2 large eggs, 1/4 cup coconut oil, 1/2 cup maple syrup, 1/2 cup homemade pumpkin puree, 1/4 cup almond butter
Add the oat flour, pumpkin pie spice, baking powder and salt and whisk until combined.
1 cup oat flour, 2 teaspoons pumpkin pie spice, 1 teaspoon baking powder, 1/4 teaspoon sea salt
Add the rolled oats, cranberries, chocolate chips and pepitas and stir until incorporated.
1 1/2 cups old fashioned rolled oats, 1/3 cup dried cranberries, 1/3 cup chocolate chips, 1/3 cup raw pepitas
Using a 2 1/2" cookie scoop, scoop two heaping scoops of dough for each cookie onto the prepared baking sheets about 1" apart and flatten the cookies to the desired size as they don't spread. You'll have about 15 large cookies. If you wish to make the cookies smaller, simply use 1 heaping scoop of dough, flatten the tops and bake for 10-13 minutes until set.

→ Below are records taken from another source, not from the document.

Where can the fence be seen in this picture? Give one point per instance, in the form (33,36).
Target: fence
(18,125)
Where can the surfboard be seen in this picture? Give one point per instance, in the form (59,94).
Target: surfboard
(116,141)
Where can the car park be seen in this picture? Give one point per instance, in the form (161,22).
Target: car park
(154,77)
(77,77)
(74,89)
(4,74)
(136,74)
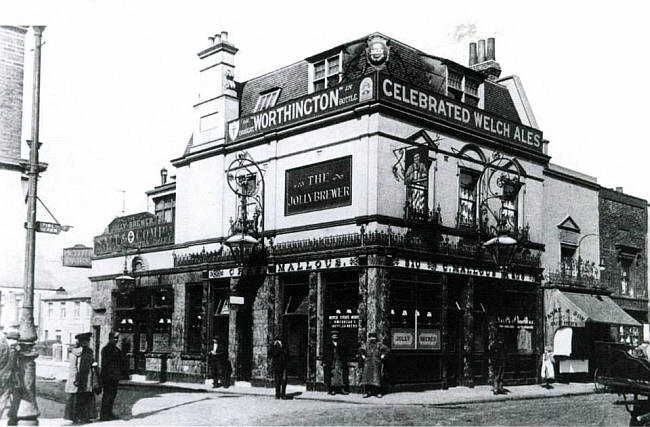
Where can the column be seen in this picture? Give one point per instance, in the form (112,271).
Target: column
(467,299)
(443,329)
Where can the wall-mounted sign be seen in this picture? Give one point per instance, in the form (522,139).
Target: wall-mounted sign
(462,269)
(343,321)
(318,186)
(301,109)
(428,339)
(140,230)
(440,107)
(402,338)
(77,256)
(288,267)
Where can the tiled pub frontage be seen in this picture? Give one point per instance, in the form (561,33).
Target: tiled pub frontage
(437,308)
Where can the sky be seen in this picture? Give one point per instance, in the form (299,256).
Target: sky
(119,79)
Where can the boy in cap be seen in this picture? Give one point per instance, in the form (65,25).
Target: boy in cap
(335,364)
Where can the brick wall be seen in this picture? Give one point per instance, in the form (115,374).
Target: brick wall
(12,53)
(623,235)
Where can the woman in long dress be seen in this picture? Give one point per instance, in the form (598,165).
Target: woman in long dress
(548,371)
(372,355)
(81,406)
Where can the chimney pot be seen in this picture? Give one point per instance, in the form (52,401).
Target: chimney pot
(163,176)
(490,49)
(472,54)
(481,51)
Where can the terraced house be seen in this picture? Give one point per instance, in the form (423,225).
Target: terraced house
(371,187)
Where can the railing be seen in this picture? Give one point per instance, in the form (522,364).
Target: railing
(447,245)
(576,273)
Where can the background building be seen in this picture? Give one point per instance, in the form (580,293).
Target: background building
(371,187)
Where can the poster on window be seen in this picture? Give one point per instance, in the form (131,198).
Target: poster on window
(429,339)
(161,343)
(143,343)
(402,338)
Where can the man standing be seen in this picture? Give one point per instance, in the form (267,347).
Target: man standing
(279,368)
(373,355)
(335,365)
(111,375)
(219,364)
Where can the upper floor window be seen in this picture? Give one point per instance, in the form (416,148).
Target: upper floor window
(509,213)
(267,99)
(327,73)
(626,289)
(166,208)
(463,88)
(467,183)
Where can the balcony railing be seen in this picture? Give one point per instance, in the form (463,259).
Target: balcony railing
(576,273)
(447,245)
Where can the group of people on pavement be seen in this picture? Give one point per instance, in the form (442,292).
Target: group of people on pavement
(84,380)
(372,357)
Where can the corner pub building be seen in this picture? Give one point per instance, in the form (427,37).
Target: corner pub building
(371,187)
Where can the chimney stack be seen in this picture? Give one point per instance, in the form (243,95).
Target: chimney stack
(473,59)
(482,61)
(481,51)
(490,50)
(163,176)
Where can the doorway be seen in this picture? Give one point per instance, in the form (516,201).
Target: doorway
(295,322)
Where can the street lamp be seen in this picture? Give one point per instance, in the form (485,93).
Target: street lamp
(245,178)
(499,182)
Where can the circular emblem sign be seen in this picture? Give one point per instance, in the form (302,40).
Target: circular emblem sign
(377,50)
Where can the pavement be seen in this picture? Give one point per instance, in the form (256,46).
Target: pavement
(429,398)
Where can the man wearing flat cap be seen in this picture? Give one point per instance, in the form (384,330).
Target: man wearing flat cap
(111,375)
(335,365)
(373,354)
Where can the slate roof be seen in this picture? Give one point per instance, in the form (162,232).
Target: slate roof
(405,62)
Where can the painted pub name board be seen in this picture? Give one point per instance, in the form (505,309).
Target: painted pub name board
(346,262)
(302,109)
(323,185)
(448,110)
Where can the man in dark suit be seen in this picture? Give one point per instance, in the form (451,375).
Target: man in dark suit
(111,375)
(279,362)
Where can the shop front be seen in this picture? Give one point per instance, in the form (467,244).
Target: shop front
(575,320)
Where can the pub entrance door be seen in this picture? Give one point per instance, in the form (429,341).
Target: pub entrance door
(295,325)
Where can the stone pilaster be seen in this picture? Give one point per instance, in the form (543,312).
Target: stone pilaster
(467,299)
(443,329)
(312,323)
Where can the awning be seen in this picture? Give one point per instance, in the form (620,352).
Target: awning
(574,309)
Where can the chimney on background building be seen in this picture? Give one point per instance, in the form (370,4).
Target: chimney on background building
(484,61)
(473,56)
(218,103)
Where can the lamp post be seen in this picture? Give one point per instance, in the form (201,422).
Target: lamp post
(27,407)
(499,181)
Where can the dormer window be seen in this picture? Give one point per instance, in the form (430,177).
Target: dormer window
(463,88)
(327,73)
(267,99)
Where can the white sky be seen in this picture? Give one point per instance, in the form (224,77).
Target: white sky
(119,81)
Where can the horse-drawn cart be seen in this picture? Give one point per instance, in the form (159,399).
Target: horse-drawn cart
(618,371)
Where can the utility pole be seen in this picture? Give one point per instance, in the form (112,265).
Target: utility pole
(28,409)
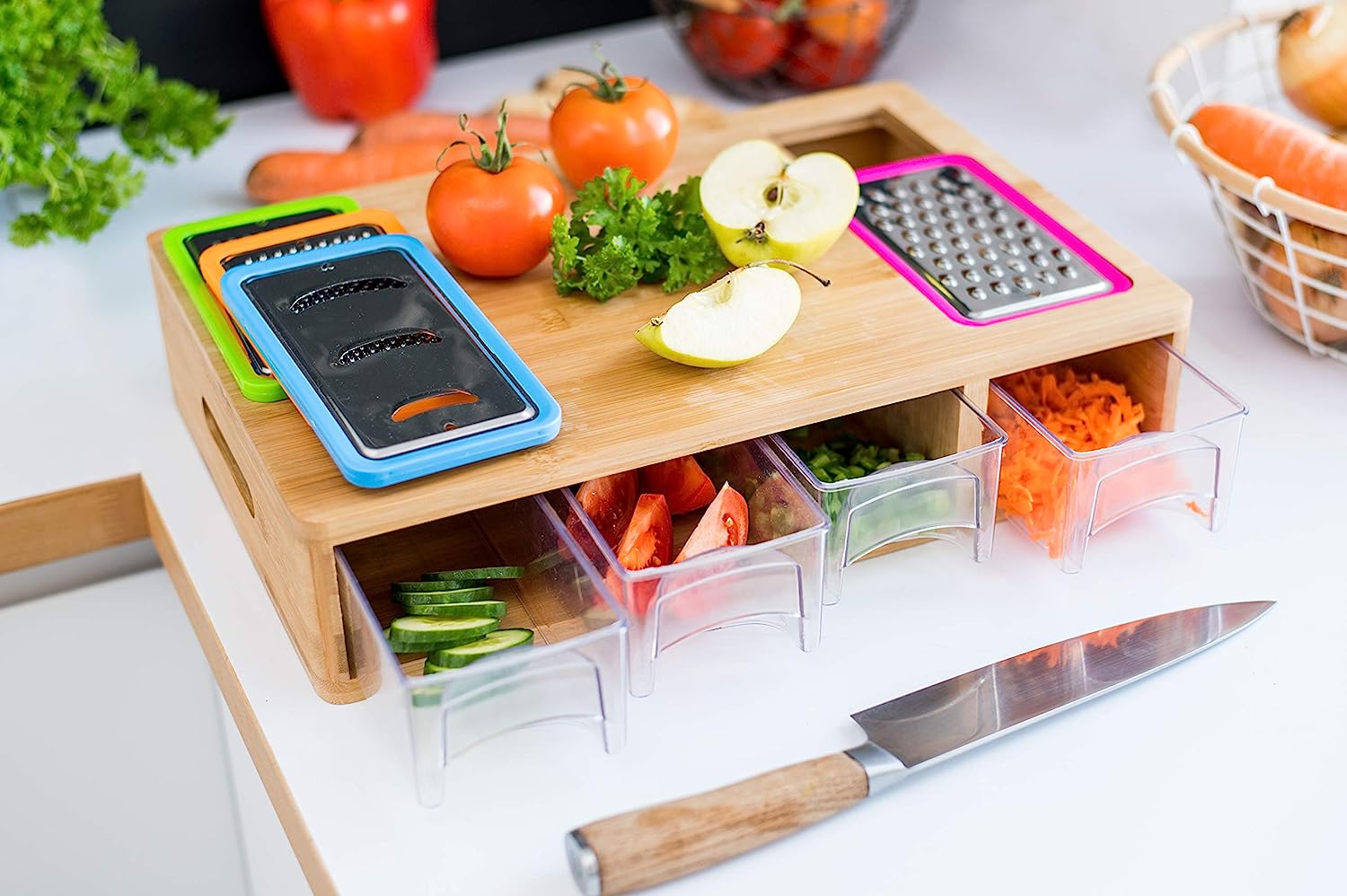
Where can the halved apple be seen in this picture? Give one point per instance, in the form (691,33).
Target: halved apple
(760,204)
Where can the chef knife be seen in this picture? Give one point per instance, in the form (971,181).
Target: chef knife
(660,842)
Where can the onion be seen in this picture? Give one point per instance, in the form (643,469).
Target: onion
(1312,62)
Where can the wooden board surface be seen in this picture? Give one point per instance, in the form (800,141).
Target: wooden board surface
(869,339)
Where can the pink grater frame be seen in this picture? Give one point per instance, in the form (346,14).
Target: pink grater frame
(1120,280)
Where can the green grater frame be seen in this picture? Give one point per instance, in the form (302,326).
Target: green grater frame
(253,385)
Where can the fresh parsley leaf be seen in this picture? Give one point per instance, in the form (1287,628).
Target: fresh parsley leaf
(565,256)
(611,269)
(617,237)
(61,72)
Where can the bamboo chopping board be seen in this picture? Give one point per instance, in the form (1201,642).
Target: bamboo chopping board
(869,339)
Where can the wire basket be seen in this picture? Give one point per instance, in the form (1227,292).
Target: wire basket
(768,48)
(1290,250)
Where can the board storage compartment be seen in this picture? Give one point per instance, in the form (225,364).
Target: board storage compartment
(775,580)
(1184,457)
(950,496)
(574,672)
(867,341)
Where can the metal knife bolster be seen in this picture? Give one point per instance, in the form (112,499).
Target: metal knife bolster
(883,769)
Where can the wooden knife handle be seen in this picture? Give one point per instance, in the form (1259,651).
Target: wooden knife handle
(660,842)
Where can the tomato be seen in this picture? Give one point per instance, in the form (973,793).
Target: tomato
(609,503)
(724,524)
(613,123)
(355,58)
(846,22)
(737,45)
(492,215)
(815,64)
(648,540)
(682,481)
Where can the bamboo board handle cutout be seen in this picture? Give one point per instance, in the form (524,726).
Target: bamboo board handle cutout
(657,844)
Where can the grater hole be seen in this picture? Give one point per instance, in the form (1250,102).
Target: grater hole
(388,342)
(345,287)
(427,403)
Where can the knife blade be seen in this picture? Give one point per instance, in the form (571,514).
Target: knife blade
(657,844)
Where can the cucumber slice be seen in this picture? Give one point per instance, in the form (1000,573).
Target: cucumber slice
(428,585)
(480,610)
(444,594)
(476,575)
(427,634)
(493,643)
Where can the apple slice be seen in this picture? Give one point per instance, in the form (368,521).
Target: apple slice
(732,321)
(762,205)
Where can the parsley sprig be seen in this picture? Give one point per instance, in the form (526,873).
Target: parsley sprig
(616,237)
(61,72)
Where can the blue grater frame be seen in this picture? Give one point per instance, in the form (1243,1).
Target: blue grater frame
(357,468)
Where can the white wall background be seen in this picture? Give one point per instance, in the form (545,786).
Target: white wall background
(113,774)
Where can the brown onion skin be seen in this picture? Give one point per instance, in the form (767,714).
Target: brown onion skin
(1312,62)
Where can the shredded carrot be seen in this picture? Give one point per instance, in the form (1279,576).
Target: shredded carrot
(1086,412)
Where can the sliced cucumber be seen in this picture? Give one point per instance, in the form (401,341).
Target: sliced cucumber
(463,654)
(427,634)
(481,610)
(444,594)
(430,585)
(476,575)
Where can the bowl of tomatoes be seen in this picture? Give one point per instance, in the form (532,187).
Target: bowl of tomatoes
(765,48)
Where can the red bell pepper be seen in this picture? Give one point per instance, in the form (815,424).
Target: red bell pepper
(355,58)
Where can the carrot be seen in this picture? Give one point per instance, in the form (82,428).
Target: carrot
(1087,414)
(1263,143)
(288,175)
(417,124)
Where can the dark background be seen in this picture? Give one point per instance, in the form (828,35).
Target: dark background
(223,46)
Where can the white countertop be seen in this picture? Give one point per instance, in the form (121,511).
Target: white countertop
(1222,775)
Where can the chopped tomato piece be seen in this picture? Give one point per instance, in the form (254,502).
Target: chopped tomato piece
(724,524)
(682,483)
(609,503)
(649,538)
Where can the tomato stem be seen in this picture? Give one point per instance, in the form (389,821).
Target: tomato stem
(489,161)
(609,85)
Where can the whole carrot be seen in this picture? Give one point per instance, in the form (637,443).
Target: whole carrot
(1263,143)
(419,124)
(288,175)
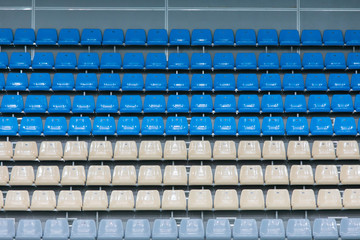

Bake for 13-14 minutes or until golden and set, rotating the pans from top to bottom and front to back halfway during baking. Place the baking sheets on wire racks and cool completely. Enjoy!
Notes
Pro tip: Make a batch of pumpkin breakfast cookies in advance as they're great for meal prep breakfast, snacks and dessert!
Use homemade or store bought oat flour. If you don't have oat flour, you can substitute it with the same amount of rolled oats (2 1/2 cups of rolled oats total).
Feel free to customize the add-ins with your favorite dried fruit, chocolate chips, coconut, nuts or seeds!
Store cookies in an air tight container at room temperature for 3-4 days or in the fridge for up to one week.